What is the difference between the three types of logarithms?

  • ln is always a natural logarithm (of base $e$).

  • log if it has a base like $\log_5x$ then the base is the specified one, otherwise it is either base $e$ or base $10$. It depends on people. Some people (mostly high school people) use logarithms without a base as base $10$ and other people as base $e$. It is most often used as a natural logarithm though but you have to watch out. If you see a ln button on a calculator, then log without base is guaranteed to be base 10 on the same calculator.

(Edit: As @ClementC. pointed out, in computer science, $log$ without a base most often means a binary logarithm.)

  • Log stands for complex logarithm in its principal branch. The principal branch has its imaginary part in the interval $(−π,π]$. (Basically it's the inverse of the complex exponential function with its imaginary part in that interval.)

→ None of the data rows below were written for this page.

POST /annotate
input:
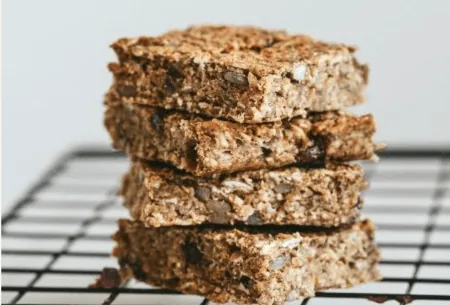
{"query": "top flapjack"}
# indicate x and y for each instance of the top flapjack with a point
(243, 74)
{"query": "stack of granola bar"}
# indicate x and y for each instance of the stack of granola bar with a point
(242, 186)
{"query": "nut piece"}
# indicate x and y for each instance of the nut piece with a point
(283, 188)
(236, 78)
(219, 211)
(203, 193)
(254, 219)
(278, 262)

These are notations, sometimes ambiguous, to denote potentially different types of logarithms, which depend on the language of origin (Russian, German, French), see for instance where $\lg$ is used, including number theory, since sometimes $\log_2 x $ denotes the iterated logarithm: $\log{\log{ x }}$.

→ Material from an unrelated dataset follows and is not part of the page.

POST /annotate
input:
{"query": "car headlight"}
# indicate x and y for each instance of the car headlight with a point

Notation $\ln x$ (almost) unambiguously denotes the natural logarithm $\log_e x$ (latin: logarithmus naturalis), or logarithm in base $e$. In French, I used to believe the "n" stood for "népérien", from Neper or Napier.

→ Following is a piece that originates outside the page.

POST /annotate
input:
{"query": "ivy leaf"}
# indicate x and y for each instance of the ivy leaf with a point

The notation $\log x$ should be the adopted notation for the natural logarithm, and it is so in mathematics. However, it often represents the "most natural" depending on the field: I learned it as the base-$10$ logarithm ($\log_{10} x$) at school, and it is often used this way in engineering (for instance in the definition of decibels): enter image description here And it may also represent a base-$2$ logarithm (binary logarithm) in binary calculus. The latter is sometimes denoted lg, ld (logarithmus dualis), or lb.

$\operatorname{Log} x$ normally is the principal value for a complex number, with imaginary part in the interval $(-\pi,\pi]$. But, while I learned at school $\log x$ for $\log_{10} x$, $\operatorname{Log} x$ was used (wrongly) to denote the natural logarithm. Such notations can be found for instance in Calcul differentiel et integral. Tome 1, 1998, N. Piskounov, page 58 sq.

The History of logarithms wikipedia page is worth reading, if only to learn the origin of the name (a number indicating a ratio: logos, proportion, and arithmos, number), and John Napier's book: Mirifici Logarithmorum Canonis Descriptio (Description of the Wonderful Rule of Logarithms).